This week at work, I was helping one of our data scientists mirror A/B test assignments made in our adserver logic in Snowflake. To do so, I needed to create a Snowflake user defined function (UDF) that implemented the same logic.

Snowflake

I wanted them to be able to call the UDF in a simple way, defining the size of each test variant inline, rather than having to store the config in another table and then query it out. Something like this:

select data_science_experiment_assignment('hash_key', [["control", 20], ["treatment", 80]]);

Because of the way the hash ring was implemented in the adserver, I also knew I wanted the UDF to receive a Python List as a parameter, but I couldn’t find Snowflake documentation that explicitly told me what Snowflake type would map to the Python type. After a little trial and error, I found that defining a list in the query above generates a VARIANT, that can then be mapped to a Python List.

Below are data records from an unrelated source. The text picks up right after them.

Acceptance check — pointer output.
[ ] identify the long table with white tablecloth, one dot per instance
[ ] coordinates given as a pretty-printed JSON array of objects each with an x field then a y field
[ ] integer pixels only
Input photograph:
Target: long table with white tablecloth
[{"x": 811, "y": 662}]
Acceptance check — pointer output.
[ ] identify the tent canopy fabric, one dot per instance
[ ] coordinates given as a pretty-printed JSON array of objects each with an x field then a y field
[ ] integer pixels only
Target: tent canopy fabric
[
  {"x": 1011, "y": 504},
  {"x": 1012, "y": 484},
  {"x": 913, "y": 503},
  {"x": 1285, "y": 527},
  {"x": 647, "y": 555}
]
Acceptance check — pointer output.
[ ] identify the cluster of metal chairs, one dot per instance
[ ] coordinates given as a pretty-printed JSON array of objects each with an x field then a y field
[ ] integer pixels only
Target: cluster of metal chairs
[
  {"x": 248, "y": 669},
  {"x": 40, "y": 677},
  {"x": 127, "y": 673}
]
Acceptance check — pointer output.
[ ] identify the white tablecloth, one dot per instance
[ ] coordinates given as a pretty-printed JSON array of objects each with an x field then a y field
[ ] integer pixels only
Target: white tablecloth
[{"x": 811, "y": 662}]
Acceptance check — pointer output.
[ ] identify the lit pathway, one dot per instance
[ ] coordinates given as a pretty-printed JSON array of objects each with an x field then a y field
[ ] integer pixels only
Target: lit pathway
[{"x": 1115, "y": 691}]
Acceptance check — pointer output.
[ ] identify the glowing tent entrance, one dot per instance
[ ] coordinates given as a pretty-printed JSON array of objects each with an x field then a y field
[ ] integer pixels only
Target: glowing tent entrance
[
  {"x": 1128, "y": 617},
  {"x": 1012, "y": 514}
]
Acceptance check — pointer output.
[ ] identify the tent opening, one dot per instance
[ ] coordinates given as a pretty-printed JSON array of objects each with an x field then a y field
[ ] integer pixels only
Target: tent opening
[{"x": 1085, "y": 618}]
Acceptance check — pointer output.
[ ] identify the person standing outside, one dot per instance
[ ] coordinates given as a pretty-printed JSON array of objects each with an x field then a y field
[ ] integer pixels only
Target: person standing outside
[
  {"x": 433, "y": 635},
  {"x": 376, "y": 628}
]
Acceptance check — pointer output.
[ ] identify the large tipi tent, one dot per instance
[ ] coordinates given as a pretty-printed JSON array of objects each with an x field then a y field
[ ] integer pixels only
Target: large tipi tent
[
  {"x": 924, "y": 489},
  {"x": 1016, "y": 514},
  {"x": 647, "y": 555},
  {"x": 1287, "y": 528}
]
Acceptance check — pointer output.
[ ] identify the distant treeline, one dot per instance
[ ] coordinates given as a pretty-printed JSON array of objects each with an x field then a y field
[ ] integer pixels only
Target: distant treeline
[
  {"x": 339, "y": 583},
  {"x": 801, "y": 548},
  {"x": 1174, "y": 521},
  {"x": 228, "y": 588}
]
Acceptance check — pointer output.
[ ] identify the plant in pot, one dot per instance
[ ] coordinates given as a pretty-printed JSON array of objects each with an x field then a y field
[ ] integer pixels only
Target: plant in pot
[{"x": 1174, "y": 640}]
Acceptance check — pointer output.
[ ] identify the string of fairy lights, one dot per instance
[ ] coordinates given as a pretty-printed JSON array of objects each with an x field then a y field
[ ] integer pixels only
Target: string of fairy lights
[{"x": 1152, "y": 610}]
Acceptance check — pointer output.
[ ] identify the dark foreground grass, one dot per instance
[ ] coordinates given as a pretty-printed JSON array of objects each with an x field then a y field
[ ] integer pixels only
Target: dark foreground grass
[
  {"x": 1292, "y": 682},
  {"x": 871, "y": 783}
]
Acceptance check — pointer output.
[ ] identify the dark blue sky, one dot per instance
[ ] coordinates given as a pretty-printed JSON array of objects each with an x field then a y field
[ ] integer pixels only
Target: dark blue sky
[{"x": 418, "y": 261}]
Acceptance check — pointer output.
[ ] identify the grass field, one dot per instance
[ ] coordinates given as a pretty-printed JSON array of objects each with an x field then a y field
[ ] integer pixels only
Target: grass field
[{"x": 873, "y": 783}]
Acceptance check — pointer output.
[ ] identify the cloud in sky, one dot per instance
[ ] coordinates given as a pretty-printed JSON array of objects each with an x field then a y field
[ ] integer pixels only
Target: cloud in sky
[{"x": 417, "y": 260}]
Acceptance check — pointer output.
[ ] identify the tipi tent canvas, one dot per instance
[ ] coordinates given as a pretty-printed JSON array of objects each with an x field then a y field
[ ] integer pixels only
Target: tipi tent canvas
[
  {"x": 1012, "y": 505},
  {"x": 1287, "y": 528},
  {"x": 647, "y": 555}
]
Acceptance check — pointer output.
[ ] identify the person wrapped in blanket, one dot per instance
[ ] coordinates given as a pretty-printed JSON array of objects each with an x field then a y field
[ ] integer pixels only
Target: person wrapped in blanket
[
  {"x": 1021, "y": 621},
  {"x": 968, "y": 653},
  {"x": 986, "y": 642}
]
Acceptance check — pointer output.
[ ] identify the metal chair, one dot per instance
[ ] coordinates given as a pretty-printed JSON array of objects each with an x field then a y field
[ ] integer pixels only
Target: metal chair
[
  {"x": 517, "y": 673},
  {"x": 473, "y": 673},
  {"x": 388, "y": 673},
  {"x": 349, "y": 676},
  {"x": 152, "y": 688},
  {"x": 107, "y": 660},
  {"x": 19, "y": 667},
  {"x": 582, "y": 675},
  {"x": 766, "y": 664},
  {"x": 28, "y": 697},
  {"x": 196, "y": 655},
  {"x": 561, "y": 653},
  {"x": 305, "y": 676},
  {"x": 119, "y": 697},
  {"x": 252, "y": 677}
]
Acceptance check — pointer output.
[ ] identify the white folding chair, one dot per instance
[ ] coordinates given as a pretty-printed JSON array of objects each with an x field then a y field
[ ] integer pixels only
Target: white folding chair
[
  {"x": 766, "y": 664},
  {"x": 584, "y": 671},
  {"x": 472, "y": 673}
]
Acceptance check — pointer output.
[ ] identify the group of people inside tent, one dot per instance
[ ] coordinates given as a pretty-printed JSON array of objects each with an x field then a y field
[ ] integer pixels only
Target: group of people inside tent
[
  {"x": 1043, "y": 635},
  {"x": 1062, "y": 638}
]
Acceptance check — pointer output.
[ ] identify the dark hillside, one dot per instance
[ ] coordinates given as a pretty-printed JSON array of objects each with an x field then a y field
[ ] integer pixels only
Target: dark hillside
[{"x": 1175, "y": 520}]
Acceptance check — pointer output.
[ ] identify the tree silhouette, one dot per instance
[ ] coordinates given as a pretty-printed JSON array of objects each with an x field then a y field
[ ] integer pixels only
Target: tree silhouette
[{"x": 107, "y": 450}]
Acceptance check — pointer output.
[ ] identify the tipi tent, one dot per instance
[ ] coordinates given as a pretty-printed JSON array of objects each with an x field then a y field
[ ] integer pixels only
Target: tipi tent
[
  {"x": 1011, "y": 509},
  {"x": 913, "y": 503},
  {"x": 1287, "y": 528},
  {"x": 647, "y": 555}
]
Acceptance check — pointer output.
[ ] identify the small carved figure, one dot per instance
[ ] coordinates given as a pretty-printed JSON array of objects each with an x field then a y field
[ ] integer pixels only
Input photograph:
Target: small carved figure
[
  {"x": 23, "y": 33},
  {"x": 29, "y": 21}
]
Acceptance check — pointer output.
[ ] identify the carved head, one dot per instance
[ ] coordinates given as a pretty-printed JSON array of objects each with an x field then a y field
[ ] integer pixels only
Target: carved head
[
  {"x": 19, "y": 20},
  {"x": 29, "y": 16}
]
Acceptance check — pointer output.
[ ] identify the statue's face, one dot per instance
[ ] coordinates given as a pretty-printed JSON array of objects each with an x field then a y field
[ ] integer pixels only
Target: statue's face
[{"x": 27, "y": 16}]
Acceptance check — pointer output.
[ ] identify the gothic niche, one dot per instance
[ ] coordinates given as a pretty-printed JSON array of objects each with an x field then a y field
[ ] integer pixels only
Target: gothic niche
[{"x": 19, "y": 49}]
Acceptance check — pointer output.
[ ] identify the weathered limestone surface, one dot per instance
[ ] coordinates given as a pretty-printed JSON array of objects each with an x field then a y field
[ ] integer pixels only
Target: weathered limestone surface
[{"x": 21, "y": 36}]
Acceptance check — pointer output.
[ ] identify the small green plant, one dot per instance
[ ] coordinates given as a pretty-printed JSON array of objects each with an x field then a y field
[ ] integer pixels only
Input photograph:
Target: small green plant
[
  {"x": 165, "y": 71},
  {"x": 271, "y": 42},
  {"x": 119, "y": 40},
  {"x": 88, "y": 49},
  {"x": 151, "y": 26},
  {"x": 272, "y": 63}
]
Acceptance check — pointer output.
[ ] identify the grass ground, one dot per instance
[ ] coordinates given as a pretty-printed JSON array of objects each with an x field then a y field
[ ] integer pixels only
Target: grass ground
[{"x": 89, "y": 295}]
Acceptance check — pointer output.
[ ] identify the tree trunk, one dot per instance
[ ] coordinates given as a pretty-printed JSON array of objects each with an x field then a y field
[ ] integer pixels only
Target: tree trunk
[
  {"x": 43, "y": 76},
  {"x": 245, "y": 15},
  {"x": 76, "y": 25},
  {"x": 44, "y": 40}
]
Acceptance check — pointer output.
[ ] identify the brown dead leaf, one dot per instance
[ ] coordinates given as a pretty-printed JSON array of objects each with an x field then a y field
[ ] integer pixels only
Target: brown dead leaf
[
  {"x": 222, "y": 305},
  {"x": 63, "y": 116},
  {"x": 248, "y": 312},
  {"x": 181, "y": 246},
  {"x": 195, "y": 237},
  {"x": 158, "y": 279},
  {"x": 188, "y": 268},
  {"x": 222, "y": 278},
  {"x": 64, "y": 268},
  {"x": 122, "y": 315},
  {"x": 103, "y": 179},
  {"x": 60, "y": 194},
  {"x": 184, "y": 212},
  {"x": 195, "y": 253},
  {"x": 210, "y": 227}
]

Here’s the UDF minus the implementation:

create or replace 
  function data_science_experiment_assignment(input string,  thresholds variant)
returns string
language python
runtime_version = 3.8
packages = ('python-xxhash==2.0.2')
handler = 'udf'
as
$$
from typing import List, Tuple
import xxhash

def udf(input: str, thresholds: List[Tuple[str, int]]) -> str:
    ...
$$;

If you’re familiar with Python UDFs in Snowflake, this should look pretty straight forward. The main caveats are that the packages parameter lists the Python libraries to install, and the handler parameter is the name of the function we define in the Python code block.

Hopefully this helps someone out. If not, I’m sure I’ll look back on this the next time I need to do something similar.